The cruelty of being cautious

It’s unfair when self-preservation comes in the way of being humane, but as a woman in the city I’ve had to make that choice far too frequently

July 30, 2013 09:00 am | Updated 09:04 am IST

Choose wisely Credit: Flickr/Courtland Rawson

Choose wisely Credit: Flickr/Courtland Rawson

This is a blog post from

One of the reasons I choose to travel by the public bus service is because there’s so much to observe. Not all pleasant, of course.

Last night, I happened to get one of the last empty seats in the bus at Chennai Central railway station. Just as the bus was about to start, two women supporting an apparently impoverished young man stopped the bus to get in.

They got in with difficulty with some help from some people in the bus. The man was clearly undernourished, faint and could not even hold his head up straight. One of the women he was being supported by looked old enough to be his mother. The other woman was much younger but looked equally troubled.

Since I was on the aisle seat closest to the door and the men’s side was overcrowded already I stood up to let the weak man sit down.
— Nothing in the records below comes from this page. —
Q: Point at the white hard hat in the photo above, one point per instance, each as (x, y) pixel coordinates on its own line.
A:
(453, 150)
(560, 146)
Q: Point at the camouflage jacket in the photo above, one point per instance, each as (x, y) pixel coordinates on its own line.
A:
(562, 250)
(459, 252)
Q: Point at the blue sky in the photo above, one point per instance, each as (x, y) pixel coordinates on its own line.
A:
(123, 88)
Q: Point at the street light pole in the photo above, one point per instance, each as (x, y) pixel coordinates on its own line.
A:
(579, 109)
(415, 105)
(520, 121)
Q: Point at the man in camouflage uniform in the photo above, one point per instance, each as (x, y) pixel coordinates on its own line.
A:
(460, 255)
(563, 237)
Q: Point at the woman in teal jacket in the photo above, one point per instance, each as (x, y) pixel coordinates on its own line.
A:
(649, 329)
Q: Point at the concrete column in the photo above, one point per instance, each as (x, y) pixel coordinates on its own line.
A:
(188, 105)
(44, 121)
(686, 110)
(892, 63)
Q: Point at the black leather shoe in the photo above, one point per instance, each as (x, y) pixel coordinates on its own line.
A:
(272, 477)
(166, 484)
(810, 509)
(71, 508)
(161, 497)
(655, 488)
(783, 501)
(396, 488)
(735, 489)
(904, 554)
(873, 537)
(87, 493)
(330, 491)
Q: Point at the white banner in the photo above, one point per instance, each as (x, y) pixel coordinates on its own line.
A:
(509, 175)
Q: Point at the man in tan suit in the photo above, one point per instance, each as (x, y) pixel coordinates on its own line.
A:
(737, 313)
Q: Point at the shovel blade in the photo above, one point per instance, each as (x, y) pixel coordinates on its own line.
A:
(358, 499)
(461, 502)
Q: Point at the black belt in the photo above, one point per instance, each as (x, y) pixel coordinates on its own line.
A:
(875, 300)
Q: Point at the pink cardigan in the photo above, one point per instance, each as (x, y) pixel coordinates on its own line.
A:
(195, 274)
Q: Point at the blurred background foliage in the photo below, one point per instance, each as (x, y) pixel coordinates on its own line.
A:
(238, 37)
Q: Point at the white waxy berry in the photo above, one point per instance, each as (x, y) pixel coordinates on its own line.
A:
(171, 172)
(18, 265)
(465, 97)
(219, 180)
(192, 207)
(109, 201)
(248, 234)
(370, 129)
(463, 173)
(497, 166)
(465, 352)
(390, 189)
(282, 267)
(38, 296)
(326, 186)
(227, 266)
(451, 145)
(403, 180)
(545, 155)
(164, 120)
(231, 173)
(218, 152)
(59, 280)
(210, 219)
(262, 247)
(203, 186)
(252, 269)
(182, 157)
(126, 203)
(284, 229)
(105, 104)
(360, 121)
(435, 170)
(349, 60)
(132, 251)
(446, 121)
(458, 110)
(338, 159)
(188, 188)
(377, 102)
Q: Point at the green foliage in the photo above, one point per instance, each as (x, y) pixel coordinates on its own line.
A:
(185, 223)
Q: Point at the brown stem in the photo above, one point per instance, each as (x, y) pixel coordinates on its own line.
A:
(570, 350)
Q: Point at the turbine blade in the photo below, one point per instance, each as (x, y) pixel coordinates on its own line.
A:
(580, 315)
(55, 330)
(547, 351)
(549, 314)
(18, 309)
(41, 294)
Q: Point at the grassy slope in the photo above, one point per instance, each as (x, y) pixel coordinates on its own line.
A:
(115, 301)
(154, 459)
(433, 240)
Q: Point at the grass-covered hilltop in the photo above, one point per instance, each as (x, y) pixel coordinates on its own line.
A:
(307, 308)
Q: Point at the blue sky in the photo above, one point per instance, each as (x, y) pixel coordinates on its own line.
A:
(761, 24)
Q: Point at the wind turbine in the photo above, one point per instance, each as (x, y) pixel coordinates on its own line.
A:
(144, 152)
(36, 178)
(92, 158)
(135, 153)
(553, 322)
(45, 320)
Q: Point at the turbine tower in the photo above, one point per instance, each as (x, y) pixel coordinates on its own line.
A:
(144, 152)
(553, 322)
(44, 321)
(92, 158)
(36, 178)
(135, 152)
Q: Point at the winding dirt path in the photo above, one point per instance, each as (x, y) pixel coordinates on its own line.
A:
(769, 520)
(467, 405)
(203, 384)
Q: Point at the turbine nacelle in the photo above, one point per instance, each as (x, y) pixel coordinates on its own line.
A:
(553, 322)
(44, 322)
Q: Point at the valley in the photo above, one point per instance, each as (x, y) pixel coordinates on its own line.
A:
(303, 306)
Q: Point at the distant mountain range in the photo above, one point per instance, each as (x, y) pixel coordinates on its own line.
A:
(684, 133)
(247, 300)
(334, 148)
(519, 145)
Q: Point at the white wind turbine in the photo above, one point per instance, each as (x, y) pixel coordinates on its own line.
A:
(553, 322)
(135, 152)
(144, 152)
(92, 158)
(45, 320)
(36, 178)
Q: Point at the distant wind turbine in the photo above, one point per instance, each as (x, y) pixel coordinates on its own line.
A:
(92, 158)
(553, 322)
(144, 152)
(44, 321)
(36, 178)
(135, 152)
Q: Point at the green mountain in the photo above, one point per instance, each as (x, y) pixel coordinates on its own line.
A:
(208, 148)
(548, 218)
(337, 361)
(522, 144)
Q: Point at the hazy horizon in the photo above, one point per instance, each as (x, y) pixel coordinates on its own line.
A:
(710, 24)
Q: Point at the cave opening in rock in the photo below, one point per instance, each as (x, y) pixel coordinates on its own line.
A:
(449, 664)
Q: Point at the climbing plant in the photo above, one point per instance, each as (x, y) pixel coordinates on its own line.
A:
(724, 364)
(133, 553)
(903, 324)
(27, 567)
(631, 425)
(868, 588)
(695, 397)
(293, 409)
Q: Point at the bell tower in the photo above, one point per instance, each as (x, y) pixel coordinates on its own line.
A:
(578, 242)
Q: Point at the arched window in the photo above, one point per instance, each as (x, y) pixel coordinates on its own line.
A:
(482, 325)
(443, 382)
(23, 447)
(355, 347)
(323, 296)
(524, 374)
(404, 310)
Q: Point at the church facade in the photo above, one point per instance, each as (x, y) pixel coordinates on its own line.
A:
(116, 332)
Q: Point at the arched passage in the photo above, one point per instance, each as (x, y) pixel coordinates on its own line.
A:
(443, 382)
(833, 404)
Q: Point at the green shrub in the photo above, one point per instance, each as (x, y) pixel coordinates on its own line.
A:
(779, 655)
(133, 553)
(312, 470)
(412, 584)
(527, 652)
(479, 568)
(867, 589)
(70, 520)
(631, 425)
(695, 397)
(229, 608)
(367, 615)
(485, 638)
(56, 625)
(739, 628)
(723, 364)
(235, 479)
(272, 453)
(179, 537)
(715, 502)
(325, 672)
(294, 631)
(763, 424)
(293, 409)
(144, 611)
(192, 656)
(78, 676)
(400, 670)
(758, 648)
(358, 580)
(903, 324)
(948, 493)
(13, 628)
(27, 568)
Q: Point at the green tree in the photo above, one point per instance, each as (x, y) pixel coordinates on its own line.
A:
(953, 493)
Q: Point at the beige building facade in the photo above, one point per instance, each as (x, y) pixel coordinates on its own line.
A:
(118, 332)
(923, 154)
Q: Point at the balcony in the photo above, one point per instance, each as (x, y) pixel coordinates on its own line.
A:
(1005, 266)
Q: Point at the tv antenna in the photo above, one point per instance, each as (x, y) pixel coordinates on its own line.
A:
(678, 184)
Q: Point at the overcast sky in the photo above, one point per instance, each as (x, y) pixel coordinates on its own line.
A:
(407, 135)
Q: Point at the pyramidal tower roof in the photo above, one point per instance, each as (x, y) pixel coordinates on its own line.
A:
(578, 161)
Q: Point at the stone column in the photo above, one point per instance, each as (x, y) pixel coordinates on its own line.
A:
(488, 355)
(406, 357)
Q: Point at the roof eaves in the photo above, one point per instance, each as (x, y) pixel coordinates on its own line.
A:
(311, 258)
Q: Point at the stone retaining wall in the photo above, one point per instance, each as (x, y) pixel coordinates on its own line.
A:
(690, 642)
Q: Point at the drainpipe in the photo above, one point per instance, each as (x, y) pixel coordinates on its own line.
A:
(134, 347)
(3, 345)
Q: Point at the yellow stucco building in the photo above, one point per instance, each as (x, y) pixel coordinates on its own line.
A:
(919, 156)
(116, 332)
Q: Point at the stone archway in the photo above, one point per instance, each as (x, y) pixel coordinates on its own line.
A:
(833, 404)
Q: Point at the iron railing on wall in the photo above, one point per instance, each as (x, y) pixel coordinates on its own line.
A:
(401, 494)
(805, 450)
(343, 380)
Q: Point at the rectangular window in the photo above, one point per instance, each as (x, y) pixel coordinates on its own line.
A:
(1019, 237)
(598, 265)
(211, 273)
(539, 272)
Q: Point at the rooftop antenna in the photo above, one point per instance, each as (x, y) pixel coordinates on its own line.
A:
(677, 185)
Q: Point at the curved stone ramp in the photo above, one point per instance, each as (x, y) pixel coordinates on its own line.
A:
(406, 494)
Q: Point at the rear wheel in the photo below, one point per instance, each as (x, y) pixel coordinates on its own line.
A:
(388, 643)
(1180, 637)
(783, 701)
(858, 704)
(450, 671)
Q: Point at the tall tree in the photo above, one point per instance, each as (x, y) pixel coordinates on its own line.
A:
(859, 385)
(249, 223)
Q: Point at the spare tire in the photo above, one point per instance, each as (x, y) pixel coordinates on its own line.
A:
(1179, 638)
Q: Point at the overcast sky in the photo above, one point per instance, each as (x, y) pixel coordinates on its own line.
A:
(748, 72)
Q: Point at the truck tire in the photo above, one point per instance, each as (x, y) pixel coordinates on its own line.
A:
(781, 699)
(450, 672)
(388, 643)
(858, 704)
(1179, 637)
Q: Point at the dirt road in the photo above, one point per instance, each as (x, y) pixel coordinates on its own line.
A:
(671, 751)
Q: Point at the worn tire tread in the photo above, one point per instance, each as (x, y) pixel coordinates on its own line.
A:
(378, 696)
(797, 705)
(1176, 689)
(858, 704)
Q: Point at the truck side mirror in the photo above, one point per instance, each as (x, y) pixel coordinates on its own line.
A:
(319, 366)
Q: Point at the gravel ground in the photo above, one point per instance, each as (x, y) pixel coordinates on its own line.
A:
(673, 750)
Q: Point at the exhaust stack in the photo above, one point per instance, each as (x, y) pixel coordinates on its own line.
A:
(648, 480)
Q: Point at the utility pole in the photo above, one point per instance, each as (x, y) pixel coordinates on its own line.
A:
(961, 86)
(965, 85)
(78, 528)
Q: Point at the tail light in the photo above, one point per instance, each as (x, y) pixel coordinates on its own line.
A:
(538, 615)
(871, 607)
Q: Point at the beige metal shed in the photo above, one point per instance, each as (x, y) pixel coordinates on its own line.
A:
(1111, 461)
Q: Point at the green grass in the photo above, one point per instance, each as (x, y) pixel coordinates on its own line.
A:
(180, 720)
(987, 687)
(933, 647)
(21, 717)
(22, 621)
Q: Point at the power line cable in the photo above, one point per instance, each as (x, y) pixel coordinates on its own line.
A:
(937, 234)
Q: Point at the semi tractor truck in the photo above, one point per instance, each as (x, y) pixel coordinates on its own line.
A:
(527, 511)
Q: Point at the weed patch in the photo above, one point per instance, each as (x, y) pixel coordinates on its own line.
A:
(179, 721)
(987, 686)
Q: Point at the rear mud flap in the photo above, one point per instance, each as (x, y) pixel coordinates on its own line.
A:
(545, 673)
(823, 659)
But before I could get out of my seat, the woman seated next to me pulled me down and asked the women to seat the man elsewhere. Thankfully by then the woman behind me had offered her seat and the man sat down there.

I was pretty pissed off with my seat-mate. It’s normal for a woman to be wary of strange men sitting next to them, but this man was too sick to even sit straight; let alone lay a hand on her.

But right before I could give seat-mate a dirty look, a not-so-distant recollection stopped me. A few months back I was waiting at the bus stop when a noticed a thirty-ish, healthy-looking, blind man near me. A bus approached us and the man asked me which bus it was. It happened to be the bus that both of us needed to get into. When the bus stopped in front of us, the man asked me to lend him my hand.

The two-second hesitancy that flashed in my mind before I took his hand and guided him inside the bus haunted me for the rest of the ride. I could not believe that for entire seconds I had instinctively perceived a threat to my safety from a disabled person who’d asked for a simple favour.

It didn’t take long to for me to realise why I had reacted that way. Just a few weeks back, one of my friends stepped aside politely to let a wobbly scooter (one of those with the side wheels for extra assistance) pass her by. The man on the scooter grabbed her breast as she passed by. No “thank you.” Just a grope.

When >this is the sort of >abuse women go through every day, was it fair of me to judge women for being over-cautious? So I decided to cut my seat-mate some slack. I know I would give up my seat for a person who I felt needed it more than I do, irrespective of gender. I bump into the blind man every now and then and make it a point to guide him to an empty seat (though I was humbled, awe-struck and my savior-complex promptly shamed away once I realised how little he needed me) when I do.

But those are my choices, and even I might not always choose to do so. I have been brought up to tread on the side of caution and I know that are plenty of times when I am forced to choose caution over compassion. It sucks, but what can you do?